Tuesday, February 17, 2026

Movies in 2026 60

 

Maggie's Plan, (Rebecca Miller, 2015)

This morning I watched Rebecca Miller's 2015 film Maggie's Plan. I definitely love it, but I did like it, so I'd suggest you check it out (right now it's available on the Criterion Channel in their Julianne Moore collection). It's described as a screwball comedy, and there are certainly aspects of that genre in it, but it also felt very much like one of those lesser Woody Allen movies where a series of educated white folks have enough income and time on their hands to fixate on their personal problems without actually dealing with anything particularly important (I think that sounds harsher than I intended). Greta Gerwig is charming in a very Greta Gerwig role (funny and clumsy and earnest and endearing), and you can't help thinking that it's a pity that she's so good at that role that she never is given the opportunity to play a role that displays how obviously bright she is. Ethan Hawke plays a very Ethan Hawke role, in that he's likeable and smart but obviously mildly fractured and incapable of finding a happy relationship or bringing happiness to a relationship. Julianne Moore is typically good.

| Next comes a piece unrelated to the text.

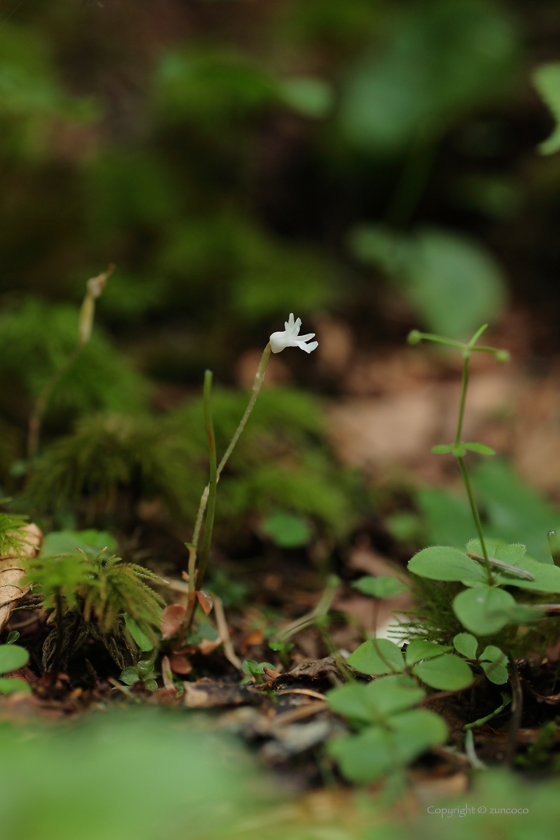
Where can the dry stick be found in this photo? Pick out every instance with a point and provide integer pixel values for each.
(196, 577)
(223, 630)
(36, 419)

She's intelligent and emotionally distant and more than a bit fractured (which sounds like a typical Julianne Moore role), but she's also quite funny in the film. It's difficult to make the claim that such an accomplished actress isn't given great roles, but she's also often typecast in darker more emotionally complicated roles (which is hardly something to complain about, obviously). This reads like a negative reflection on the film, which I don't think I meant it to be, because I did like it. There are some great moments. When the Gerwig character says to Hawke that their relationship should have stopped at the level of an affair (he was married to the Moore character) and not led to them getting married she's definitely speaking some serious truth.